Both Philadelphia and Montgomery County have been named two of the most resilient markets in real estate.
According to Redfin, if the U.S. were to face a recession, these two areas have the second and third lowest risk score, behind only Akron, OH. Home prices in both Philadelphia and Montgomery County have grown more slowly than the national median, making them more affordable alternatives.
“Because of Philadelphia’s history, museums, ports, diverse population and diverse economy, we attract buyers and businesses from many different pipelines,” said 2020 PAR President Bill Festa. “I’ve always contended that Philadelphia has been the best kept secret. Even though prices have increased over the years, because of where Philadelphia is located in the northeast corridor between expensive New York City and Washington, DC, it has always been a less expensive market than most major cities and surrounding suburbs. In every downturn market that I’ve been through, Philly has continued to be a good alternative market because with lower prices, higher interest rates can still make a building or home affordable.”
In Philadelphia, the average home-loan-to-value ratio is 86%, while it is 83% in Montgomery County. Home prices grew only 10.1% year over year in Philadelphia and 11% in Montgomery County.

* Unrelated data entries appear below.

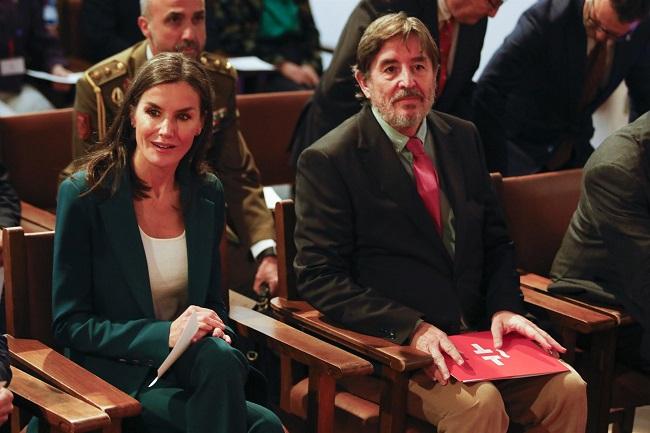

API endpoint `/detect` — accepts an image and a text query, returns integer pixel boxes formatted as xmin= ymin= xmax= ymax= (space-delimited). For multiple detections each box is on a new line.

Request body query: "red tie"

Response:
xmin=406 ymin=137 xmax=442 ymax=234
xmin=437 ymin=20 xmax=454 ymax=95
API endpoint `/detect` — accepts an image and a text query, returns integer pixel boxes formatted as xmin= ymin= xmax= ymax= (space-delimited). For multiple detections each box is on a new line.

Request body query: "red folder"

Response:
xmin=445 ymin=331 xmax=568 ymax=382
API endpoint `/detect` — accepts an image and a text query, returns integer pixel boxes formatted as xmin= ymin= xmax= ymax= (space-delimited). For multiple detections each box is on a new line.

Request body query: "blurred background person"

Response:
xmin=213 ymin=0 xmax=322 ymax=92
xmin=474 ymin=0 xmax=650 ymax=175
xmin=79 ymin=0 xmax=217 ymax=63
xmin=0 ymin=0 xmax=71 ymax=116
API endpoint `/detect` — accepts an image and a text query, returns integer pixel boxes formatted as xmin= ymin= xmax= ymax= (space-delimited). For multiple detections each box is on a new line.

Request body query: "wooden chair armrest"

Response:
xmin=9 ymin=367 xmax=111 ymax=432
xmin=519 ymin=272 xmax=634 ymax=325
xmin=20 ymin=201 xmax=56 ymax=232
xmin=230 ymin=306 xmax=373 ymax=379
xmin=7 ymin=335 xmax=142 ymax=418
xmin=521 ymin=286 xmax=616 ymax=334
xmin=271 ymin=298 xmax=432 ymax=372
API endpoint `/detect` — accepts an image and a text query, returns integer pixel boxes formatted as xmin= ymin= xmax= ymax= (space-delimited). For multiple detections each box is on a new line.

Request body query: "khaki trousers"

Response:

“Montgomery County is a really stable collar county around the city of Philadelphia,” said PAR President Christopher Beadling. “Most people who live in Montgomery County are doing so because it is convenient to their job, they appreciate the schools and they like the quality-of-life features that have been created to make their communities fun and safe,” he said.
“It is rare, in most parts of the county, anyway, to see people who are buying homes here with a short-term horizon,” he added. “Most are putting down roots and will only move when their situation leads them to need more or less space. Even then, most of the Montgomery County homeowners are looking for something nearby that meets their new needs.”